A BENEFIT-CHEATING single mum is £64 a week better off – after officials ruled she was entitled to more than she was stealing.
Joanne Gibbons unlawfully claimed £3,140 in income support. She had continued taking the hand-out – aimed at those on a very low wage or no income at all – while variously working at a clothes shop and for an NHS Trust.
She was caught after a tip-off to the Department for Work and Pensions. But when officials reassessed her case, they found that she should have been claiming child benefits and tax credits of £130 a week.
That was £64 more than the £66 a week she was actually getting through her fraud.
Gibbons, 23, admitted failing to notify the DWP of a change in circumstances. She was given a 12-month community order with 80 hours of unpaid work and told to pay £100 costs.
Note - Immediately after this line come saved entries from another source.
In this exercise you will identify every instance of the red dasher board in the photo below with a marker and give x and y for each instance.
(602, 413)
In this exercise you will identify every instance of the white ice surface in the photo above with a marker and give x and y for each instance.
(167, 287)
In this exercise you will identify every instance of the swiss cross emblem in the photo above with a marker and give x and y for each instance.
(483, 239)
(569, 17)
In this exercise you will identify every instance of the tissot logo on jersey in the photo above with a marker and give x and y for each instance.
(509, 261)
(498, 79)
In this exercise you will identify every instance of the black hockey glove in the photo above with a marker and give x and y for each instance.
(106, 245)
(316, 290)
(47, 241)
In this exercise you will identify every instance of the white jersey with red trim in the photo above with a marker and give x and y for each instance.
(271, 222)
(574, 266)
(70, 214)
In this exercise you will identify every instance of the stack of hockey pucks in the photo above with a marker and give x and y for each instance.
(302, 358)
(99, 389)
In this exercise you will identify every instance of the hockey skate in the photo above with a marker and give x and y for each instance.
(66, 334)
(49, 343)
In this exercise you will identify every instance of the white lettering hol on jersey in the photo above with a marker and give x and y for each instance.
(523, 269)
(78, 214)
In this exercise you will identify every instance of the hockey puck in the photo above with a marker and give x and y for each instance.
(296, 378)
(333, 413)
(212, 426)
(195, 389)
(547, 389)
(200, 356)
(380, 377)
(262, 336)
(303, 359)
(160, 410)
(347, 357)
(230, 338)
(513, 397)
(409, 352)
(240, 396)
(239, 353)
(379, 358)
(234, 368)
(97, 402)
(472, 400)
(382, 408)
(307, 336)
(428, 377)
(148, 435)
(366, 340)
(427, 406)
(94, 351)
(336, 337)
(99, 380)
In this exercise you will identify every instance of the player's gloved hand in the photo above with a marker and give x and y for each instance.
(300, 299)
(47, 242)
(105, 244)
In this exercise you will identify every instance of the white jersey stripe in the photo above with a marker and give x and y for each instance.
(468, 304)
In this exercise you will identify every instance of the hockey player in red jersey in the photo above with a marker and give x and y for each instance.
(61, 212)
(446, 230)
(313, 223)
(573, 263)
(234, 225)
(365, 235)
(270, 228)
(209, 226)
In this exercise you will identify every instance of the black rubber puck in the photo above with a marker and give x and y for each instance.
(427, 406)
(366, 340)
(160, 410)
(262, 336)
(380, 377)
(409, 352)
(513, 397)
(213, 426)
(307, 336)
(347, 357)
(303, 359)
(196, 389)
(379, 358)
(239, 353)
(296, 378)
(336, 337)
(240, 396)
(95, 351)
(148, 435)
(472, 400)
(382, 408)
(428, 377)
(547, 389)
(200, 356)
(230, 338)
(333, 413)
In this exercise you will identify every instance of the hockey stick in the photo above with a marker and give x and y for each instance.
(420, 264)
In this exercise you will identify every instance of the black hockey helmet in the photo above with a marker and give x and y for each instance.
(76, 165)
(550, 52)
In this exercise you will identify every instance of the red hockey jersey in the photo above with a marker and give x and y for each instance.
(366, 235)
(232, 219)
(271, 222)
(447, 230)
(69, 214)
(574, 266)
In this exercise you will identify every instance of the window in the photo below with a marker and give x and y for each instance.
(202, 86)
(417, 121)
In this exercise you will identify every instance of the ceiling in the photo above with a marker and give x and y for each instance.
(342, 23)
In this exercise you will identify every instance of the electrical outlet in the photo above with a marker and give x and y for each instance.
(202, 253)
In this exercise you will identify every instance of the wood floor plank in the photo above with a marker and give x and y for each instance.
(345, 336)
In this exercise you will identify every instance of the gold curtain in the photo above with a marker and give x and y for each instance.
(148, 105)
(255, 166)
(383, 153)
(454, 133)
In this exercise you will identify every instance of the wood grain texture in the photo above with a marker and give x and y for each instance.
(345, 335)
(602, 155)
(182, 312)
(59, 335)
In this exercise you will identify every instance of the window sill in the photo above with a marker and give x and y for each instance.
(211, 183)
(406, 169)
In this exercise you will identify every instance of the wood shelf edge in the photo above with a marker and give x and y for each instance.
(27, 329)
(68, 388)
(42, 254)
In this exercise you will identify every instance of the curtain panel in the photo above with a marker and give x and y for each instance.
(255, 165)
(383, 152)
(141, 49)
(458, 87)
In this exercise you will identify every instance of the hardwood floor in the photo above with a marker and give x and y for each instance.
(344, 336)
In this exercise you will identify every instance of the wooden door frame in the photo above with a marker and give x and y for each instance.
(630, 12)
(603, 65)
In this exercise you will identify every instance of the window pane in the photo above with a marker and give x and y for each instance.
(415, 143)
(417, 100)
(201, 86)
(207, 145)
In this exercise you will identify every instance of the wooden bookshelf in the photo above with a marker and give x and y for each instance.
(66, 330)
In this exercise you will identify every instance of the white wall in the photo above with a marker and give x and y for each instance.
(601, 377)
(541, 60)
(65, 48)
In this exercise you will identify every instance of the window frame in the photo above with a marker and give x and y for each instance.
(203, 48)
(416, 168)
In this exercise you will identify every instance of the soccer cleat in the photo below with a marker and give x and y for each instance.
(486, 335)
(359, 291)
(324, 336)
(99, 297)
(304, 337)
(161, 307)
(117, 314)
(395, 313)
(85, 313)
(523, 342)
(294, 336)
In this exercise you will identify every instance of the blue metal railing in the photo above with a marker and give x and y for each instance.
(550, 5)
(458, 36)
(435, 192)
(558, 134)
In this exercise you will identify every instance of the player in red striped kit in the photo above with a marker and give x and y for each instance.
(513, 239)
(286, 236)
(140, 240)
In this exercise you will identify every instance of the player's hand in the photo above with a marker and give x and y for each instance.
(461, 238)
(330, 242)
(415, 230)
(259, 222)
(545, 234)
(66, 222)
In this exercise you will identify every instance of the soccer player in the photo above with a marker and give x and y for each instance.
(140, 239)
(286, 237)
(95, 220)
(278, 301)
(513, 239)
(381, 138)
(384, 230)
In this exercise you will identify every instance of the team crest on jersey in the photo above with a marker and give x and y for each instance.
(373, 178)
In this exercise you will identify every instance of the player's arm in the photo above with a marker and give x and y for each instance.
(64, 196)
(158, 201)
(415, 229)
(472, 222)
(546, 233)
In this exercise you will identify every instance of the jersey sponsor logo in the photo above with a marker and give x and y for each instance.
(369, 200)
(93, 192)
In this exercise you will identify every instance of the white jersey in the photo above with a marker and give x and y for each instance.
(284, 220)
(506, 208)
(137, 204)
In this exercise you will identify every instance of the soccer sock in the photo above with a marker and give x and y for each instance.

She does not have to repay any of the £3,140.
Julian Farley, defending, told Macclesfield magistrates court the situation was ‘ridiculous’.
He said: “This case is extraordinary and perhaps an indictment of the benefits system.
“The overpayment equates to £66 per week. After her benefits were adjusted Ms Gibbons was entitled to claim child benefits and tax credits of £130, which actually gave her £64 more than she was fraudulently claiming.
“She would have actually saved the government money if she had continued the fraud. It is the most ridiculous mitigation I have put forward in a court.”
Gibbons, of Berwick Close, Upton Priory, Macclesfield, had begun claiming income support legitimately in May 2010.
She then worked for the Cheshire East NHS Trust and the Strawberry Moon clothes shop in the town over the next two years without flagging up the change.
Susan Armstrong, chairwoman of the Bench, told Gibbons: “You fraudulently claimed benefits for a sustained period intentionally. “This is taking money from the public purse.”